As always, the truth exists somewhere in the large middle, and it can be hard to discern. Here is one observation, from Chip Ward, former assistant director of the Salt Lake City library (from Tomdispatch.com):

“Take the case of a young man who entered the library spouting racial and ethnic slurs. He loudly asked some Latino teenagers doing their homework when they had crossed the border, and they reported his rude behavior.

“When a security guard approached, the young man started yelling obscenities and then took a swing at him. The guard tried to calm him, but on the next lunge, the guard took him down, cuffed his hands behind his back and called the police. They recognized the man. He had been let out of jail just two days earlier.

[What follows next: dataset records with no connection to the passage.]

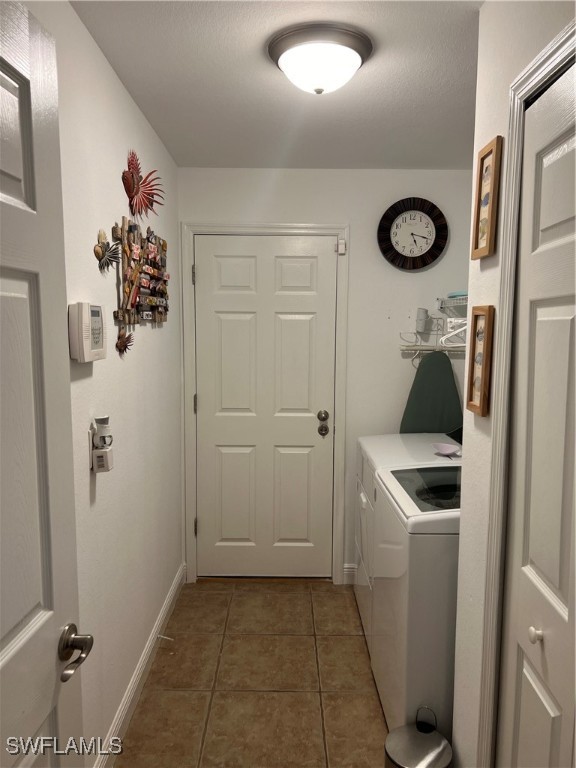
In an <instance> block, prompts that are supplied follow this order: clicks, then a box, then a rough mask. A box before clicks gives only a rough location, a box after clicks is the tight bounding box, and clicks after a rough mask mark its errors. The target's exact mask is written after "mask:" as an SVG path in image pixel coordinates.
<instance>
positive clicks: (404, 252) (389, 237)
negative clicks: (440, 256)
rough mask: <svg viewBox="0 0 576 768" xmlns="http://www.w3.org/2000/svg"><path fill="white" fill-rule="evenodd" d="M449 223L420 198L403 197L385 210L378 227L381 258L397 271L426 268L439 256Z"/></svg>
mask: <svg viewBox="0 0 576 768" xmlns="http://www.w3.org/2000/svg"><path fill="white" fill-rule="evenodd" d="M447 241H448V224H447V222H446V219H445V217H444V214H443V213H442V211H441V210H440V209H439V208H438V207H437V206H436V205H434V203H431V202H430V201H429V200H424V198H422V197H406V198H404V199H403V200H398V202H396V203H394V204H393V205H391V206H390V208H388V210H387V211H386V212H385V213H384V215H383V216H382V218H381V219H380V224H379V225H378V245H379V246H380V250H381V251H382V255H383V256H384V258H385V259H387V260H388V261H389V262H390V263H391V264H393V265H394V266H395V267H398V268H399V269H405V270H415V269H422V268H423V267H427V266H428V265H429V264H432V263H433V262H434V261H436V259H437V258H438V257H439V256H440V255H441V254H442V252H443V251H444V248H445V247H446V243H447Z"/></svg>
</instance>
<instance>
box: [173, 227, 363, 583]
mask: <svg viewBox="0 0 576 768" xmlns="http://www.w3.org/2000/svg"><path fill="white" fill-rule="evenodd" d="M195 235H252V236H258V235H288V236H290V235H293V236H295V235H310V236H332V237H334V238H336V241H337V242H338V241H340V240H344V241H345V243H346V247H345V252H344V253H338V252H337V253H335V254H334V255H335V258H336V259H337V267H336V327H335V332H336V339H335V352H336V356H335V366H334V465H333V466H334V474H333V485H332V580H333V582H334V583H335V584H343V583H344V578H345V577H344V534H345V457H346V353H347V339H348V333H347V330H348V264H349V260H348V253H349V245H350V239H349V227H348V226H337V225H336V226H328V225H317V224H240V225H224V224H193V223H186V222H183V223H182V224H181V237H182V244H181V245H182V324H183V329H182V330H183V339H184V341H183V372H184V382H183V385H184V386H183V389H184V468H185V490H184V498H185V504H184V514H185V542H186V580H187V581H188V582H194V581H196V578H197V558H196V536H195V533H194V520H195V519H196V440H197V419H196V414H195V413H194V395H195V393H196V386H197V383H196V306H195V294H194V285H193V284H192V267H193V265H194V236H195ZM338 250H339V249H337V251H338ZM200 279H202V278H201V277H200ZM199 407H200V408H201V407H202V404H201V403H200V404H199Z"/></svg>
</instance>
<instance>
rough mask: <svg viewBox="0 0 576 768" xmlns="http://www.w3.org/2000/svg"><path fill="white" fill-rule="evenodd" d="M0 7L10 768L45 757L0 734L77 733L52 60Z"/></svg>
mask: <svg viewBox="0 0 576 768" xmlns="http://www.w3.org/2000/svg"><path fill="white" fill-rule="evenodd" d="M0 6H1V7H0V13H1V22H2V23H1V25H0V29H1V32H0V36H1V58H0V86H1V100H2V111H1V121H2V122H1V129H2V153H1V155H0V185H1V186H0V193H1V216H2V234H1V253H0V256H1V263H0V328H1V361H2V363H1V377H2V387H1V398H0V400H1V407H0V439H1V452H0V469H1V479H2V481H1V498H0V502H1V506H0V510H1V515H0V522H1V561H0V563H1V566H0V568H1V573H0V576H1V590H2V600H1V610H0V630H1V646H0V676H1V677H0V683H1V737H0V738H1V740H0V745H1V746H0V749H1V754H2V757H1V759H0V762H1V765H2V766H3V768H9V766H12V765H32V764H34V765H35V766H40V765H42V766H43V765H55V764H56V763H55V762H53V761H54V760H55V759H57V758H54V756H53V754H52V753H51V751H50V750H48V751H47V753H46V755H44V756H40V757H38V758H36V759H34V756H33V754H29V755H28V756H27V757H24V758H23V757H22V755H21V754H16V753H15V754H10V753H9V751H7V743H6V739H7V738H8V737H12V738H15V739H19V738H24V739H26V738H27V737H35V736H47V737H50V736H56V735H58V728H60V736H61V737H63V738H65V739H67V738H68V737H69V736H75V737H78V736H79V734H80V727H81V717H80V704H81V702H80V689H79V682H78V675H76V676H75V677H73V678H72V679H71V680H70V681H69V682H67V683H66V685H63V684H62V683H61V682H60V673H61V670H62V668H63V664H62V663H61V662H59V660H58V654H57V649H58V640H59V637H60V634H61V631H62V628H63V626H64V625H65V624H67V623H68V622H74V623H77V621H78V595H77V576H76V539H75V517H74V487H73V479H72V427H71V410H70V377H69V359H68V342H67V315H66V285H65V271H64V237H63V222H62V191H61V179H60V147H59V138H58V94H57V80H56V56H55V50H54V44H53V41H52V39H51V38H50V37H49V36H47V35H46V33H45V32H44V31H43V29H42V28H41V27H40V26H39V24H38V23H37V22H36V20H35V19H34V17H32V16H30V15H29V14H28V12H27V11H26V9H25V8H24V7H23V6H21V5H19V4H16V3H6V2H3V3H0ZM11 749H12V750H14V746H13V743H12V745H11ZM75 764H76V765H78V764H79V758H78V757H76V759H75Z"/></svg>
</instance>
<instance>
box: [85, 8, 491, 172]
mask: <svg viewBox="0 0 576 768" xmlns="http://www.w3.org/2000/svg"><path fill="white" fill-rule="evenodd" d="M480 4H481V3H480V2H471V1H470V0H465V1H464V2H458V1H457V0H448V2H436V1H435V0H432V1H429V2H411V1H409V0H399V1H397V2H386V1H385V0H378V1H376V2H371V1H369V0H356V1H352V2H349V1H348V0H342V1H341V0H335V1H333V2H321V1H320V0H312V1H308V2H301V1H300V0H283V1H281V2H276V1H275V0H259V1H258V0H257V1H256V2H244V0H231V1H225V0H207V1H206V2H198V1H197V0H193V1H186V0H183V1H180V2H169V1H166V0H163V1H159V2H155V1H154V0H145V1H144V2H138V1H132V0H129V1H128V2H116V1H113V2H110V1H109V0H104V1H103V2H92V1H91V0H80V2H73V6H74V8H75V10H76V12H77V13H78V15H79V16H80V18H81V19H82V21H83V22H84V24H85V25H86V26H87V28H88V29H89V31H90V33H91V34H92V36H93V37H94V39H95V40H96V42H97V43H98V45H99V46H100V48H101V49H102V51H103V52H104V54H105V55H106V57H107V58H108V60H109V61H110V63H111V65H112V66H113V68H114V69H115V71H116V73H117V74H118V76H119V77H120V79H121V80H122V82H123V83H124V85H125V86H126V88H127V89H128V91H129V92H130V94H131V95H132V97H133V98H134V100H135V101H136V103H137V104H138V106H139V107H140V109H141V110H142V112H143V113H144V114H145V115H146V117H147V118H148V120H149V121H150V123H151V124H152V126H153V127H154V129H155V130H156V132H157V133H158V135H159V136H160V138H161V139H162V141H163V142H164V144H165V145H166V147H167V148H168V150H169V151H170V153H171V154H172V157H173V158H174V160H175V162H176V163H177V165H179V166H183V167H224V168H232V167H238V168H259V167H272V168H423V169H425V168H453V169H459V168H470V167H471V166H472V151H473V130H474V101H475V87H476V56H477V29H478V8H479V6H480ZM312 21H331V22H340V23H343V24H348V25H352V26H354V27H356V28H359V29H361V30H362V31H364V32H366V33H367V34H368V35H369V36H370V37H371V39H372V42H373V44H374V53H373V54H372V56H371V58H370V59H369V60H368V61H367V62H366V64H364V66H363V67H362V68H361V69H360V70H359V72H358V73H357V74H356V76H355V77H354V78H353V79H352V81H351V82H350V83H348V84H347V85H346V86H344V88H342V89H341V90H340V91H337V92H335V93H331V94H324V95H322V96H316V95H312V94H307V93H303V92H302V91H299V90H297V89H296V88H295V87H294V86H293V85H292V84H291V83H289V82H288V80H287V79H286V78H285V76H284V75H283V74H282V73H281V72H280V70H279V69H278V68H277V67H276V66H275V65H274V64H273V63H272V62H271V61H270V59H269V58H268V54H267V44H268V41H269V40H270V38H271V37H272V36H273V35H274V34H275V33H277V32H278V31H279V30H281V29H283V28H285V27H288V26H291V25H294V24H299V23H303V22H312Z"/></svg>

“That man’s behavior, of course, was not a measure of his character but of his psychosis. He was sick, not bad.

“If we accept that schizophrenia, for instance, is not the result of a character flaw or personal failing but of some chemical imbalance in the brain--an imbalance that can strike a person regardless of his or her values, beliefs, upbringing, social standing or intent, just like any other disease might strike one--then why do we apply to mental illness a kind of moral judgment we wouldn’t use in other medical situations?

“We do not, for example, jail a diabetic who is acting drunk because his body chemistry has become so unbalanced that he is going into insulin shock.”